Павлик, как вы помните, был домашним мальчиком из полной семьи. Тем не менее с годами он проводил все больше времени во дворе или в гостях у друзей и отдалялся от родных. Думаю, поэтому он давно уже не чувствовал ни тени стеснения при желании наладить контакты с людьми. Так что познакомиться с соседями – такими же жильцами, как и он сам, – было не сложно, а может быть, даже в радость.

О, не стоит полагать, что Паша был из тех, кто стоит над душой и навязывается, – наоборот, ему было комфортно в роли одиночки, но между делом – по дороге из комнаты в туалет, из туалета на кухню и тому подобное – он с удовольствием общался с людьми.

В дальнейшем он увидел, что этот дом вобрал в себя самую разношерстную, потрясающую своей пестротой компанию. В первой комнате – той, что напротив кухни, жили две подруги: обе студентки-первокурсницы, прилетевшие из Новосибирска в Питер на учебу; девушки – будущий дизайнер Алина и экономист Марина – показались нашему герою веселыми и дружелюбными оторвами. К тому же он напомнил им, что они забыли выключить плитку, и в знак благодарности подруги угостили его арбузом.

– Мне-то что? Пофигу, что чуть не сгорели. А вот за тараканов, тараканов-то обидно! – иронизировал Павел. – Теперь кому-то из них придется вставать в очередь на льготы и проходить утомительные экспертизы. Вдруг какой-то обожженный только притворяется инвалидом?
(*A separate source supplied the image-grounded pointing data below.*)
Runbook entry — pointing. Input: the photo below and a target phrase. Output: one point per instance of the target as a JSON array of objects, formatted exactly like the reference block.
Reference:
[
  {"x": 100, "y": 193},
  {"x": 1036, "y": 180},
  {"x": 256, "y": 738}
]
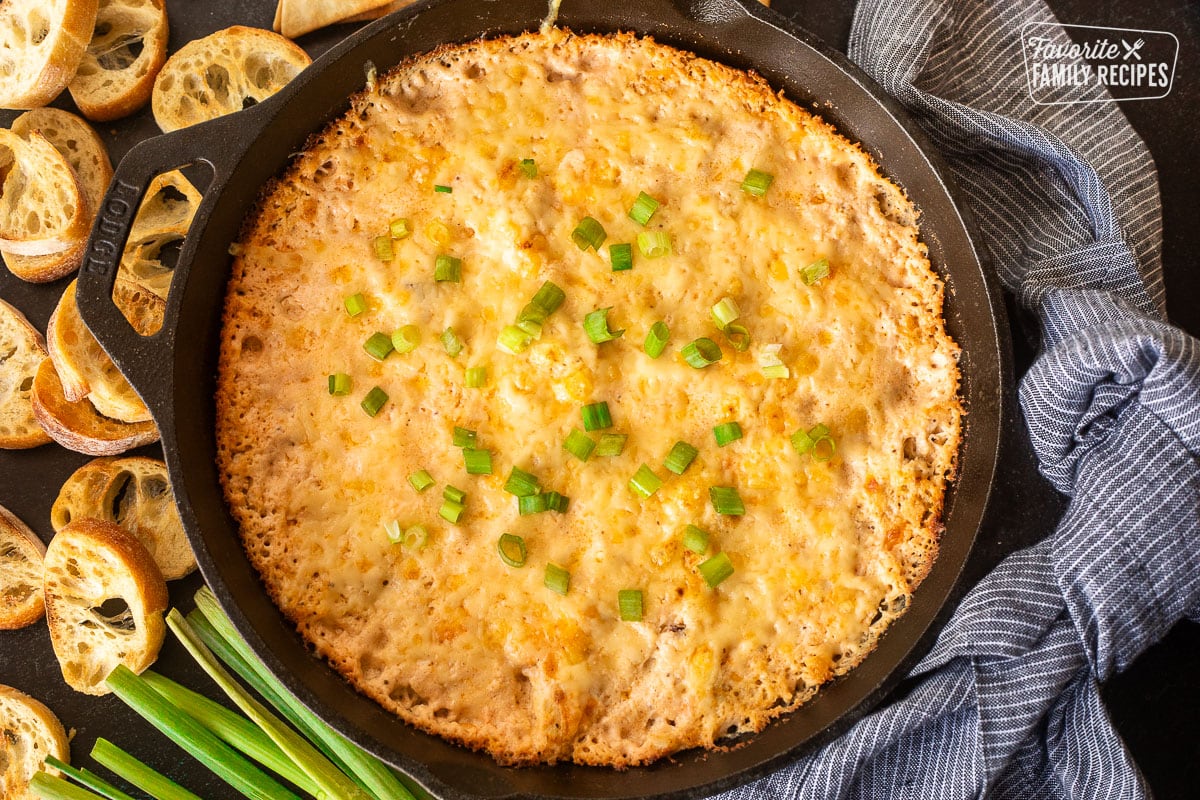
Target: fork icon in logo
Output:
[{"x": 1132, "y": 49}]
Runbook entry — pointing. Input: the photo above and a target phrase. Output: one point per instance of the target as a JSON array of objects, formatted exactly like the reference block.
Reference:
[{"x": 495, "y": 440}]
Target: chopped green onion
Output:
[
  {"x": 451, "y": 342},
  {"x": 657, "y": 340},
  {"x": 557, "y": 579},
  {"x": 451, "y": 511},
  {"x": 622, "y": 257},
  {"x": 715, "y": 570},
  {"x": 757, "y": 182},
  {"x": 478, "y": 462},
  {"x": 202, "y": 744},
  {"x": 654, "y": 244},
  {"x": 531, "y": 504},
  {"x": 611, "y": 444},
  {"x": 645, "y": 482},
  {"x": 90, "y": 780},
  {"x": 421, "y": 480},
  {"x": 772, "y": 365},
  {"x": 511, "y": 549},
  {"x": 727, "y": 433},
  {"x": 597, "y": 416},
  {"x": 514, "y": 340},
  {"x": 463, "y": 437},
  {"x": 643, "y": 209},
  {"x": 378, "y": 346},
  {"x": 589, "y": 233},
  {"x": 629, "y": 602},
  {"x": 400, "y": 228},
  {"x": 549, "y": 298},
  {"x": 448, "y": 269},
  {"x": 556, "y": 501},
  {"x": 695, "y": 539},
  {"x": 383, "y": 248},
  {"x": 725, "y": 312},
  {"x": 405, "y": 340},
  {"x": 815, "y": 271},
  {"x": 726, "y": 500},
  {"x": 375, "y": 401},
  {"x": 355, "y": 304},
  {"x": 701, "y": 353},
  {"x": 815, "y": 441},
  {"x": 681, "y": 457},
  {"x": 595, "y": 324},
  {"x": 417, "y": 537},
  {"x": 137, "y": 773},
  {"x": 579, "y": 444},
  {"x": 339, "y": 384},
  {"x": 522, "y": 483},
  {"x": 475, "y": 377},
  {"x": 737, "y": 336}
]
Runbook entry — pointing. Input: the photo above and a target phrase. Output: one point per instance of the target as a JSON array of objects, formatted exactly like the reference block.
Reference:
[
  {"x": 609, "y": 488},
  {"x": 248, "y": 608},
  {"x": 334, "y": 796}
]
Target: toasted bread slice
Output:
[
  {"x": 22, "y": 348},
  {"x": 41, "y": 44},
  {"x": 31, "y": 732},
  {"x": 135, "y": 493},
  {"x": 79, "y": 426},
  {"x": 105, "y": 599},
  {"x": 223, "y": 73},
  {"x": 84, "y": 368},
  {"x": 84, "y": 151},
  {"x": 127, "y": 49},
  {"x": 21, "y": 573},
  {"x": 42, "y": 206}
]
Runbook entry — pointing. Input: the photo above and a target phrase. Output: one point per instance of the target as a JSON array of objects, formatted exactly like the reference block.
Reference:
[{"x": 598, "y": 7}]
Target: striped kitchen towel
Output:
[{"x": 1007, "y": 704}]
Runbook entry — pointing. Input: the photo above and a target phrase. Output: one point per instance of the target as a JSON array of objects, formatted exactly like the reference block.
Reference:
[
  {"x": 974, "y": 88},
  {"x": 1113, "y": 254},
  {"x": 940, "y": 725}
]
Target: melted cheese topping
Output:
[{"x": 451, "y": 638}]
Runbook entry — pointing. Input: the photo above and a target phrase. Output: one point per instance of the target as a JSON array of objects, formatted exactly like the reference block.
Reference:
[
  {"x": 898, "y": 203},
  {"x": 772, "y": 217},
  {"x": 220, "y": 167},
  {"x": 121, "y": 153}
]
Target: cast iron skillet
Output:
[{"x": 174, "y": 370}]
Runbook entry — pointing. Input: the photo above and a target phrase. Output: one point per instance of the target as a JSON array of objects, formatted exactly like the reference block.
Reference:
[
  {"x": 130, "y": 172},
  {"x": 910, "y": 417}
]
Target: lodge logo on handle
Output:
[{"x": 1089, "y": 64}]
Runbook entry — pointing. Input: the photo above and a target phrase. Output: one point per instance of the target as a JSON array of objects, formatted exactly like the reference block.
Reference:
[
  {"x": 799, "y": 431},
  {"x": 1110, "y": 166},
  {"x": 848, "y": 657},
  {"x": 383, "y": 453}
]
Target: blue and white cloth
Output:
[{"x": 1007, "y": 704}]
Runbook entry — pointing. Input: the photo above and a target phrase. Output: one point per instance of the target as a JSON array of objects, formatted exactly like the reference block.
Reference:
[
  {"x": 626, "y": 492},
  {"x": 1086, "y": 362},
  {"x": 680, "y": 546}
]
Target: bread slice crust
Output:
[
  {"x": 135, "y": 493},
  {"x": 93, "y": 566},
  {"x": 113, "y": 80},
  {"x": 29, "y": 732},
  {"x": 41, "y": 44},
  {"x": 221, "y": 73},
  {"x": 21, "y": 573},
  {"x": 78, "y": 426},
  {"x": 88, "y": 156}
]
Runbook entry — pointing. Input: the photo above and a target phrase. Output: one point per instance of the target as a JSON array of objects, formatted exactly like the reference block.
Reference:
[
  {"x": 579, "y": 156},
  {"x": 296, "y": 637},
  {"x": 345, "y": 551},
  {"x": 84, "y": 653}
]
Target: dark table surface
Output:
[{"x": 1155, "y": 704}]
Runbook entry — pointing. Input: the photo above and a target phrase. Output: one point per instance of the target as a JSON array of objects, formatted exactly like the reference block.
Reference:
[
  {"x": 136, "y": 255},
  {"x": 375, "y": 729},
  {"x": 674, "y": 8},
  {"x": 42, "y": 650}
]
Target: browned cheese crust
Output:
[{"x": 451, "y": 638}]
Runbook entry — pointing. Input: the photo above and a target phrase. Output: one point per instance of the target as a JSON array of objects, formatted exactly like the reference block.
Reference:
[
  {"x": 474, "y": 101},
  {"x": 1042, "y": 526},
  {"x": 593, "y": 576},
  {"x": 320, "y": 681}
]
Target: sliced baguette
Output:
[
  {"x": 84, "y": 151},
  {"x": 133, "y": 493},
  {"x": 30, "y": 733},
  {"x": 22, "y": 348},
  {"x": 105, "y": 599},
  {"x": 41, "y": 44},
  {"x": 127, "y": 49},
  {"x": 223, "y": 73},
  {"x": 21, "y": 573},
  {"x": 42, "y": 205},
  {"x": 84, "y": 368},
  {"x": 79, "y": 426}
]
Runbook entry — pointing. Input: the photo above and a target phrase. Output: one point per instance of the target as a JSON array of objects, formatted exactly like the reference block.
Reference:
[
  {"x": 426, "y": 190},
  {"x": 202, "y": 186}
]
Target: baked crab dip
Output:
[{"x": 585, "y": 400}]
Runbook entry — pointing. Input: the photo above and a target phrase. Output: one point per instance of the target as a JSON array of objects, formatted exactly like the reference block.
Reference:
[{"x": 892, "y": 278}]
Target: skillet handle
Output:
[{"x": 147, "y": 361}]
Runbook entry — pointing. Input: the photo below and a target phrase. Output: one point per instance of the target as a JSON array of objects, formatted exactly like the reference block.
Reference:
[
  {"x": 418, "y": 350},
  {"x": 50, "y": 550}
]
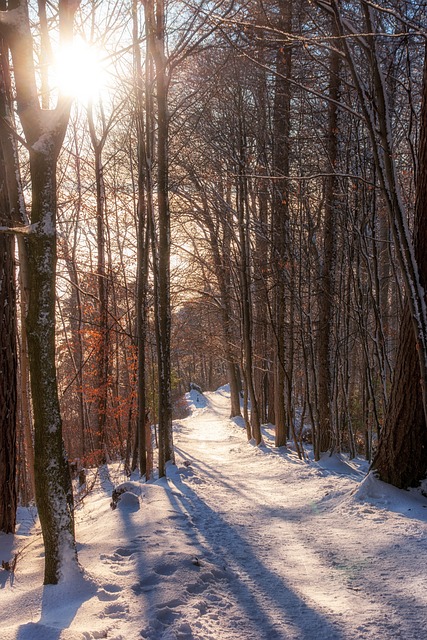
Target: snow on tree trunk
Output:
[
  {"x": 44, "y": 132},
  {"x": 401, "y": 456}
]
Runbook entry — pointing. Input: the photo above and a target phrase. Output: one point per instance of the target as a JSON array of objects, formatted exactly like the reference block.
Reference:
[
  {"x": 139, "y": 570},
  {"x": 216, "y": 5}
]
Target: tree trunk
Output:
[
  {"x": 324, "y": 439},
  {"x": 401, "y": 457},
  {"x": 54, "y": 494},
  {"x": 280, "y": 218},
  {"x": 44, "y": 132},
  {"x": 8, "y": 368},
  {"x": 155, "y": 21}
]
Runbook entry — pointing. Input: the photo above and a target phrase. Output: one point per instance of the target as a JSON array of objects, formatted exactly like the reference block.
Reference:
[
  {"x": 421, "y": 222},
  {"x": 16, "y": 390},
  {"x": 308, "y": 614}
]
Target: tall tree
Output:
[
  {"x": 44, "y": 131},
  {"x": 401, "y": 456},
  {"x": 8, "y": 368},
  {"x": 155, "y": 27}
]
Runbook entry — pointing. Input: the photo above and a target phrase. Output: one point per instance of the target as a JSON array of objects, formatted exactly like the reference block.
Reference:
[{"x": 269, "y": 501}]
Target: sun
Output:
[{"x": 80, "y": 71}]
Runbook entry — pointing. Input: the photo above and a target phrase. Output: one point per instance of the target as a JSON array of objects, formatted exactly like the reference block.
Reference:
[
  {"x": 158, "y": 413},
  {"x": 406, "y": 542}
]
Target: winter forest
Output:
[{"x": 213, "y": 242}]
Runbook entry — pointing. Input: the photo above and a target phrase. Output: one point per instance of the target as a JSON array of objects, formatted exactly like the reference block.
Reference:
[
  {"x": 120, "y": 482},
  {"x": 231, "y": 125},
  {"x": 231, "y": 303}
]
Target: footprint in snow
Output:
[{"x": 116, "y": 611}]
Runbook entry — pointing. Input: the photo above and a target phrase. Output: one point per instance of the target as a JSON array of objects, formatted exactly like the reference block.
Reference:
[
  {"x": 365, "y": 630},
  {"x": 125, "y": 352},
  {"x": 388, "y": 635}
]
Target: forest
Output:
[{"x": 208, "y": 193}]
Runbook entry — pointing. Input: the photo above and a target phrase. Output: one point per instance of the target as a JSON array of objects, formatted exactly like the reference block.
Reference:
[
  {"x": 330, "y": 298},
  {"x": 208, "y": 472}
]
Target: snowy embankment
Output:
[{"x": 239, "y": 543}]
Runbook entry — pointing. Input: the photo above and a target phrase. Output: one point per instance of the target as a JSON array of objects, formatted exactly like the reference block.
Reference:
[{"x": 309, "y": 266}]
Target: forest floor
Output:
[{"x": 238, "y": 543}]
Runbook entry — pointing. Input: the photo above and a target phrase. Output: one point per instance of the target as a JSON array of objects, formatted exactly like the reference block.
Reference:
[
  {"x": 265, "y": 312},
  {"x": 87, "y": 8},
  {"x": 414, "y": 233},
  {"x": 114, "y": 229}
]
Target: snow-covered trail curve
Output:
[{"x": 302, "y": 561}]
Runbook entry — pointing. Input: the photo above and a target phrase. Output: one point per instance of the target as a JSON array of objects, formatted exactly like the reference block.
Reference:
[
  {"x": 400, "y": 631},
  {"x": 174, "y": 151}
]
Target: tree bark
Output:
[
  {"x": 280, "y": 219},
  {"x": 44, "y": 131},
  {"x": 401, "y": 457},
  {"x": 8, "y": 368},
  {"x": 155, "y": 24},
  {"x": 324, "y": 439}
]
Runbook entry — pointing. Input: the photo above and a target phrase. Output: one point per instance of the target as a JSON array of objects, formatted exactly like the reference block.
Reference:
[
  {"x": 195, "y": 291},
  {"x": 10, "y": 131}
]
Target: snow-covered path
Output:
[
  {"x": 307, "y": 560},
  {"x": 238, "y": 543}
]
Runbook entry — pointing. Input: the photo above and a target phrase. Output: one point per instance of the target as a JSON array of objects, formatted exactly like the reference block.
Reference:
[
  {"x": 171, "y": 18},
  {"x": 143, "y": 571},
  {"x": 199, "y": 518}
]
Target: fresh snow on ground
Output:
[{"x": 238, "y": 543}]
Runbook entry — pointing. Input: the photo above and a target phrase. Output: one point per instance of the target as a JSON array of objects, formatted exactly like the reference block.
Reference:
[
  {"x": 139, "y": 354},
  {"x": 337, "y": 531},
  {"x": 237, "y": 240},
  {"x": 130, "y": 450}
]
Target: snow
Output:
[{"x": 237, "y": 543}]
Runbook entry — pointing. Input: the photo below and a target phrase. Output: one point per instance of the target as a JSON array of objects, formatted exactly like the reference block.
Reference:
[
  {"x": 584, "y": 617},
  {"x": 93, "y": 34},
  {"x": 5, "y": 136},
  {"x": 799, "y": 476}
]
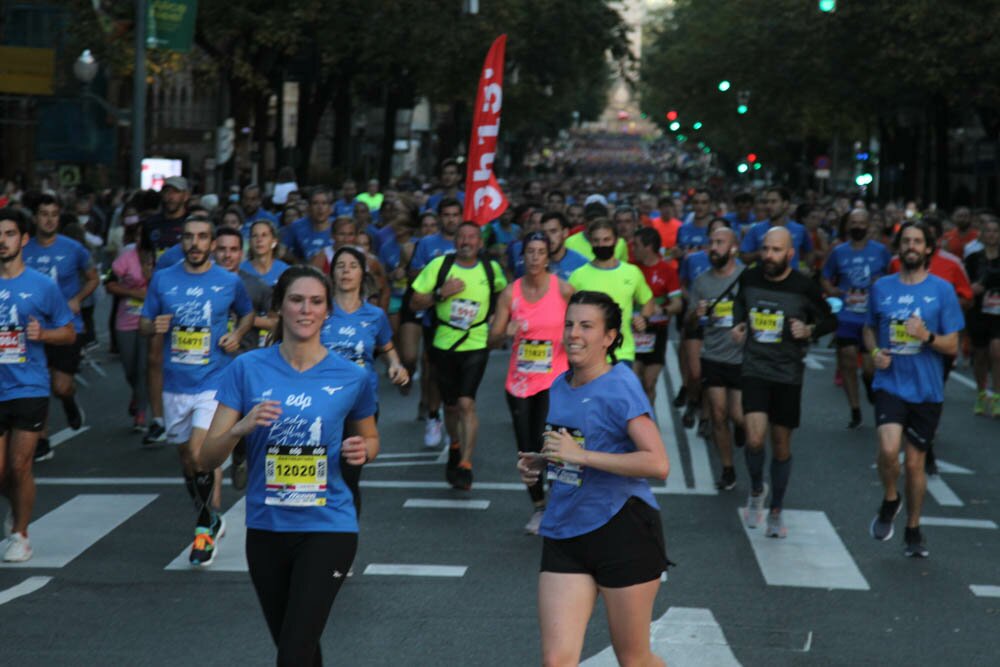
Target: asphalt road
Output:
[{"x": 445, "y": 585}]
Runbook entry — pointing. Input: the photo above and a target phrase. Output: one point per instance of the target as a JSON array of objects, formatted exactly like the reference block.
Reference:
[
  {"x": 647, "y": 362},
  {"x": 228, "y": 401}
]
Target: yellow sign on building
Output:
[{"x": 26, "y": 71}]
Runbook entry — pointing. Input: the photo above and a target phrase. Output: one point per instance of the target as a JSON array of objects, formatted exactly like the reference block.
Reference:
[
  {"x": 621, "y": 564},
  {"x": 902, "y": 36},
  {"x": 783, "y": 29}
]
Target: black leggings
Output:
[
  {"x": 528, "y": 415},
  {"x": 297, "y": 577}
]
Вторая комната была той самой, в которой жили Паша и его соседка, с которой ему не терпелось познакомиться. Чтобы попасть туда, нужно было зайти за комнату подружек – сразу за ней вам бы открылся живописный и узкий, как тамбур старой электрички, обшарпанный коридор. Можно даже предположить, что в царские времена, когда дом был еще молод и хорош собой, этот скромный коридор был связующим звеном между прислугой и ее господами.

В комнате номер три – то есть за стенкой комнаты, в которой придется жить Павлу, обитала удмуртка Вика со своей дочерью лет одиннадцати.

Наш герой поначалу, кстати, не понял, училась ли эта девочка в школе, но, спросив у соседской дочки совок, чтобы подмести в комнате пол, он был очарован ее ответом: «Собаки у нас нету».

В четвертой комнате зависали молдаванка лет тридцати пяти и украинка, которой было под пятьдесят. Женщины проживали в этой квартире, как оказалось, дольше всех – целых два года.

Последнюю комнату делили между собой два человека: непонятного вида старуха, которая выходила на свет божий крайне редко и все боялась, что ее выселят, – как позже узнал Павел, ее звали Клавдия Васильевна, – и парень, который был не прочь обняться с бутылкой горячительного.

Но все это открылось Павлу позднее, а пока, пошарив по квартире и познакомившись со всеми, кто был дома, он собрал манатки и вошел в свою комнату, не надеясь увидеть внутри ничего сколь-нибудь приличного. Особой радости или облегчения, оказавшись на новом для себя месте, молодой человек пока не испытал. Волоча на себе пожитки, он шаг за шагом шел к своей комнате. Пара секунд, и он откроет картонную дверь с дужками для замка, который был тут не как средство безопасности, а скорее как элемент интерьера, – перед тем как войти, Паша заметил, что эту дверь легко снять с петель, всего лишь приподняв.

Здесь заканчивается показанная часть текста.